L’analisi delle violazioni ha rilevato anche come il 13% di tutte le violazioni delle app Web nel 2017 e il primo trimestre 2018 sia legato all’accesso. In particolare, al furto delle credenziali tramite email (34,29%), all’errata configurazione del controllo degli accessi (22,86%), agli attacchi brute force per crackare le password (5,71%), al credential stuffing per sottrarre le password (8,57%) e al furto tramite tecniche di social engineering (2,76%). Questo dato non stupisce se consideriamo, come evidenziano di dati di Ponemon Institute, che il 75% degli intervistati utilizzava solo nome utente e password per l’autenticazione dell’applicazione anche se si trattava di applicazioni Web critiche. In realtà, per qualsiasi tipologia di applicazione bisognerebbe prendere in considerazione soluzioni di autenticazione forti come l’identità federata o il multi-fattore.

Come proteggere le proprie applicazioni oggi

Alla luce dei risultati del report vorrei proporre 4 spunti di riflessione, consigli che potrebbero sembrare banali ma sono indispensabili come punto di partenza per una sicurezza applicativa concreta e valida.

Il primo riguarda la “Comprensione dell’ambiente”: sapere quali applicazioni si possiedono e a quali repository di dati hanno accesso non è semplice ma è indispensabile. La conoscenza è potere, è necessario sapere quali sono le app di cui la propria organizzazione ha bisogno e quelle da cui i propri clienti dipendono. Per quelle di propria proprietà si deve poter eseguire regolarmente la scansione e l’inventario, per le applicazioni esterne da cui dipendono gli utenti, invece, ci può scegliere di affidarsi un cloud access security broker (CASB) per tenerle sotto controllo e monitorarne l’utilizzo. Proteggere le app interne, comporta anche riuscire ad instaurare una buona comunicazione con i propri sviluppatori così da avere sotto controllo le applicazioni, i piani futuri che le riguardano e gli ambienti di sviluppo.

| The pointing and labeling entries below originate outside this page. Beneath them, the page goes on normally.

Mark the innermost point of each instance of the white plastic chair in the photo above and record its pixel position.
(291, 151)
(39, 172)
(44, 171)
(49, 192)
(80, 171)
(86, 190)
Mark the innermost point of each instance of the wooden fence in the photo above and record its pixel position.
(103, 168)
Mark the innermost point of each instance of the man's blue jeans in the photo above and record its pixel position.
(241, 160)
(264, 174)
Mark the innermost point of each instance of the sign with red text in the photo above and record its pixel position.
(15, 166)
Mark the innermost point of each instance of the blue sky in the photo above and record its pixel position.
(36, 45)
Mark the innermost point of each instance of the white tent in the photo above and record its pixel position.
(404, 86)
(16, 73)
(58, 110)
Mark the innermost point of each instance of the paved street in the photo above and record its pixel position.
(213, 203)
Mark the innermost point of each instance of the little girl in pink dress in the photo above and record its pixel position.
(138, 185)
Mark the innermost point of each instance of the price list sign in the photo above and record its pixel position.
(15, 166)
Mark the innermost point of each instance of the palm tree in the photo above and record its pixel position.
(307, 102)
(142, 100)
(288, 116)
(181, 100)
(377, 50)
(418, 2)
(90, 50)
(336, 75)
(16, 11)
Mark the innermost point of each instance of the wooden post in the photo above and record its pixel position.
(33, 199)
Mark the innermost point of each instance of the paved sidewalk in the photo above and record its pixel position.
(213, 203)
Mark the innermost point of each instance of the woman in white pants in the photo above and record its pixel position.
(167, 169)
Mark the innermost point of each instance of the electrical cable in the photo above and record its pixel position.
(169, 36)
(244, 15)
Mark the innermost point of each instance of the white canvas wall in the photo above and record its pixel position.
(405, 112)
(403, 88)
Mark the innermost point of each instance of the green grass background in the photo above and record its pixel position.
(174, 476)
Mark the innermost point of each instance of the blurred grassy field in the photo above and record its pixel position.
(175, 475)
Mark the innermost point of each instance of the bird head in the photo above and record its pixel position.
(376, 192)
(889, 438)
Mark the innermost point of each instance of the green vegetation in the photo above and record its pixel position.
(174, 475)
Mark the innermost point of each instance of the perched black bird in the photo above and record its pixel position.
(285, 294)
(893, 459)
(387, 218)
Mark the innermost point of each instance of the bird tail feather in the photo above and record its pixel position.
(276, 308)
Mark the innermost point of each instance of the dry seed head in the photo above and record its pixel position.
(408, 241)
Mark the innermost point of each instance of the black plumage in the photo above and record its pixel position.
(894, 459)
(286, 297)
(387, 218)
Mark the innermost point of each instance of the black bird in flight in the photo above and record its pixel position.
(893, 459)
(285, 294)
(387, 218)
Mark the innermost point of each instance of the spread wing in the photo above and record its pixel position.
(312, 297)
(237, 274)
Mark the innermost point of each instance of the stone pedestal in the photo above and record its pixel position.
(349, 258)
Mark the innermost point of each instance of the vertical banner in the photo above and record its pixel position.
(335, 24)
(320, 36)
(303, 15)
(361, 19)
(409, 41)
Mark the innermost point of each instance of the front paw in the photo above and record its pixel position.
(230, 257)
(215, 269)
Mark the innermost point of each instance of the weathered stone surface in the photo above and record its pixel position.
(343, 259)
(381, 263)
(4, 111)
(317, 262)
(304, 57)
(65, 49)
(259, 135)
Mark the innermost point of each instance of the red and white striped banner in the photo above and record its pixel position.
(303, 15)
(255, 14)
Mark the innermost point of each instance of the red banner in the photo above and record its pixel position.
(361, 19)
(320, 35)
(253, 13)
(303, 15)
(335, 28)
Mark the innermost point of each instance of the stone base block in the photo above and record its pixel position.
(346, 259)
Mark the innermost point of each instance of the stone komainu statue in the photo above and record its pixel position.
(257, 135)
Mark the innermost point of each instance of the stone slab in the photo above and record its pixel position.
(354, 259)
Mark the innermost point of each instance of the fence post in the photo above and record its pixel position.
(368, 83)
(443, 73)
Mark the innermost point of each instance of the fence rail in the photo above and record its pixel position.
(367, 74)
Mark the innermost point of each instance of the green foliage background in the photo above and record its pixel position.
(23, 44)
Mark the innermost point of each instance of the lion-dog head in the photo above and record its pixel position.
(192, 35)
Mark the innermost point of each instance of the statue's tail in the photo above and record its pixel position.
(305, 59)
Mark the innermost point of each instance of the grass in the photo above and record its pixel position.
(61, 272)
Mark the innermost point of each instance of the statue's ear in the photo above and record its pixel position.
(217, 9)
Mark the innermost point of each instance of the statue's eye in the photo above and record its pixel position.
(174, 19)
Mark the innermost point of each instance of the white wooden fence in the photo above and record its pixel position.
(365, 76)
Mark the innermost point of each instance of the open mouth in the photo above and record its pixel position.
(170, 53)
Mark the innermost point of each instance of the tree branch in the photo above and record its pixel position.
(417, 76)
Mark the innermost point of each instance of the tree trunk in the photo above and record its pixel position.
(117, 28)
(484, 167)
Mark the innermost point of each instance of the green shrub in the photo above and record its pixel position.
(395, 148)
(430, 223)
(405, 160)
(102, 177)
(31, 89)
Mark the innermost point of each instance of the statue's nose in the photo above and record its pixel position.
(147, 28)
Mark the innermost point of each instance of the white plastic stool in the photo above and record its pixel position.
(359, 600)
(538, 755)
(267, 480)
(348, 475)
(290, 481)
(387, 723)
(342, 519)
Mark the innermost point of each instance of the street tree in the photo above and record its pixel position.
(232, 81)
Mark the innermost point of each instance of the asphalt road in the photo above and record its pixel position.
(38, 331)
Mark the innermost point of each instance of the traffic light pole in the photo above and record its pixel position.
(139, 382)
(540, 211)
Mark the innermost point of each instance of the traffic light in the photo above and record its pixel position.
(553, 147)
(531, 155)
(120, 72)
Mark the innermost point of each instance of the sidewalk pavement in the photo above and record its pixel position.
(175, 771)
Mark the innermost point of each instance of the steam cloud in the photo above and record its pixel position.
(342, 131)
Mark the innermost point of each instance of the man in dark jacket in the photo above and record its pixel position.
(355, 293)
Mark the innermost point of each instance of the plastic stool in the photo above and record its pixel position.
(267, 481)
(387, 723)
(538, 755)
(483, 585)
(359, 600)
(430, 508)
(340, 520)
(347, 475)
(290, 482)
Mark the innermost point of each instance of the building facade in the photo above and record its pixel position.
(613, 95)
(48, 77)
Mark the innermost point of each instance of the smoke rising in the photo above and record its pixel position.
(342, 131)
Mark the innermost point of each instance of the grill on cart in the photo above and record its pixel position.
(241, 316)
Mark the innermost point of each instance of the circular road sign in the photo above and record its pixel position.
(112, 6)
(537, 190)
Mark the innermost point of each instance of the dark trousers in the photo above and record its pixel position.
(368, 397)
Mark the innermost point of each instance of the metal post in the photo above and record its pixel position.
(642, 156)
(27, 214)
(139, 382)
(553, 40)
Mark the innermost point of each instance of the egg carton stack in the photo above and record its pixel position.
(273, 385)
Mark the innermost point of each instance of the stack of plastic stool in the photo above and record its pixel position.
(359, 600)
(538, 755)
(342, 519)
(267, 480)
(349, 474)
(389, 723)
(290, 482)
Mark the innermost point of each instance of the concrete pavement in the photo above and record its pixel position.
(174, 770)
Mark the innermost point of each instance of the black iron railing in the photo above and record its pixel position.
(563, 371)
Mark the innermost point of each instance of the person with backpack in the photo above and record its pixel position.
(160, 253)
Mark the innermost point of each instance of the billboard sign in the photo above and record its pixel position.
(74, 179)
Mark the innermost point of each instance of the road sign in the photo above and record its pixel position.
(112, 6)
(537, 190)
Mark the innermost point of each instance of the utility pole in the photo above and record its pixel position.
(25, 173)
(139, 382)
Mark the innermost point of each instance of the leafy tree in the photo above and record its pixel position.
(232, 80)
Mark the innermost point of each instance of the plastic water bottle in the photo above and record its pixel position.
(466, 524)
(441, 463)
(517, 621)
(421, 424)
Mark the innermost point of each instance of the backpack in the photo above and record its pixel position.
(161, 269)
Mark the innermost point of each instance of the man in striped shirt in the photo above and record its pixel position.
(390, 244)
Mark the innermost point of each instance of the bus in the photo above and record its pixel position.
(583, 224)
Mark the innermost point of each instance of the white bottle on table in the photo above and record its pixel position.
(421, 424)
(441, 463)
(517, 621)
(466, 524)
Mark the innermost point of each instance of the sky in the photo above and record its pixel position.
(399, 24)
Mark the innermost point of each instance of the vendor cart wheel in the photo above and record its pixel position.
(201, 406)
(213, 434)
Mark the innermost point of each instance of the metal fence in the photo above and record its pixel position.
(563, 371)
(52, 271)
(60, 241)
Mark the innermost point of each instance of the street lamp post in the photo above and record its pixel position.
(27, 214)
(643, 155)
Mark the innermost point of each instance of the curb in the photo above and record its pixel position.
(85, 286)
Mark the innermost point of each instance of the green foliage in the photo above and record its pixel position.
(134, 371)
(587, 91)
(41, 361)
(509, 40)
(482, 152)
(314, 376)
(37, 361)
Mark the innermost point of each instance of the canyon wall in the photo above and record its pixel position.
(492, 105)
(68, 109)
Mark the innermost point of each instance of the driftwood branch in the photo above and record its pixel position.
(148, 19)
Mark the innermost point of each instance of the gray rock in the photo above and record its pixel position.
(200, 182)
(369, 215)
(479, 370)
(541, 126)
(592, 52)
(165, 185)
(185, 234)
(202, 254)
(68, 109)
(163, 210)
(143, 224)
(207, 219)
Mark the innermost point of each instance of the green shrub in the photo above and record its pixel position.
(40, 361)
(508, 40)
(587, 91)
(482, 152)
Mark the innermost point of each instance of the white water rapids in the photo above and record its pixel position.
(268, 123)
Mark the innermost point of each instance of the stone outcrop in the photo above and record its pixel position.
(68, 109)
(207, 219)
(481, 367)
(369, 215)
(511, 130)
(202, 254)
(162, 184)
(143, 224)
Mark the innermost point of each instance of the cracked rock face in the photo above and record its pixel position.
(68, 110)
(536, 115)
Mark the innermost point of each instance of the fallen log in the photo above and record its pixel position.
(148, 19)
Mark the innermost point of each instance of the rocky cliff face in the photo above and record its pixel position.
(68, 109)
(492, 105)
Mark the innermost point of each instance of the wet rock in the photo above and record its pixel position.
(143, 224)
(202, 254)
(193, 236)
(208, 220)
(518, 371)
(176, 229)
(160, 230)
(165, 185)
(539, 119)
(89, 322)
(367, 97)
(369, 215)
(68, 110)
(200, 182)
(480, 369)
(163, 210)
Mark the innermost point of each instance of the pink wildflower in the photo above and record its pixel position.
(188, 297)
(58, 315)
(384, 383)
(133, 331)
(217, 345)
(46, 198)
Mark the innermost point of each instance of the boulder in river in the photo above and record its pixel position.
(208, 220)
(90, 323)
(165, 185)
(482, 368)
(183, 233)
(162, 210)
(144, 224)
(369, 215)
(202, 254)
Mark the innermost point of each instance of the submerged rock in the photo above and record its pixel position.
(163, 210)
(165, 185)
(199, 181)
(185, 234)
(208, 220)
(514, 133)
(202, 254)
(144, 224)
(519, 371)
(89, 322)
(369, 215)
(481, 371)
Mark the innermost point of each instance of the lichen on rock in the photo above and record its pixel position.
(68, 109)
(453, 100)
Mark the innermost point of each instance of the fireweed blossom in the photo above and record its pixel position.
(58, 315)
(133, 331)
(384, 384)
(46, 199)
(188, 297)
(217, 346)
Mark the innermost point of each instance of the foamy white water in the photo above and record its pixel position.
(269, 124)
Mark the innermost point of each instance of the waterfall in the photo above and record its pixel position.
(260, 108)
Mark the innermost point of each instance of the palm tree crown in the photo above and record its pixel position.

Al secondo posto, ma a parimerito per importanza, metterei la necessità di ridurre la superficie di attacco perché qualsiasi aspetto di un servizio applicativo visibile su Internet, direttamente o indirettamente, sarà analizzato dagli hacker alla ricerca di possibili vulnerabilità da sfruttare. Oggi abbiamo a che fare con superfici sempre più ampie, a causa dei livelli multipli di un’app e l’utilizzo sempre crescente delle API (Application Programming Interface) per la condivisione dei dati con terze parti.

Tutto quello che viene esposto tramite Internet deve essere controllato dal punto di vista dell’accesso, deve essere aggiornato e rinforzato in vista di possibili attacchi. Un buon firewall per applicazioni web (WAF), che per altro è il primo strumento indicato dagli intervistati nel nostro Application Protection Report, può fare guadagnare il tempo necessario per fare tutto questo, eseguendo ad esempio “patch virtuali” analizzando il traffico delle applicazioni e bloccando gli attacchi di exploit noti.

Il terzo passaggio è quello di assegnare la priorità alle difese in base al rischio. Una volta stabilito quali applicazioni sono importanti e aver ridotto al minimo la superficie di attacco, si deve identificare le applicazioni che richiedono risorse aggiuntive. Anche un’analisi del rischio non perfetta è comunque migliore di ipotesi casuali o di un processo decisionale distorto. I dati hanno il potere di guidare la strategia di rischio e aiutarci a capire cosa potrebbe interessare chi ci attaccherà.

La scelta della tecnologia, con l’adozione di strumenti di difesa flessibili e integrati, resta, infine, fondamentale per il rilevamento e ripristino da minacce esistenti ed

emergenti. La protezione deve estendersi a tutti i livelli da cui dipende un’applicazione. A ogni applicazione deve essere fornito il proprio perimetro di protezione, che la abbracci integralmente con la protezione dal DDoS e la definizione di policy private di sicurezza applicativa.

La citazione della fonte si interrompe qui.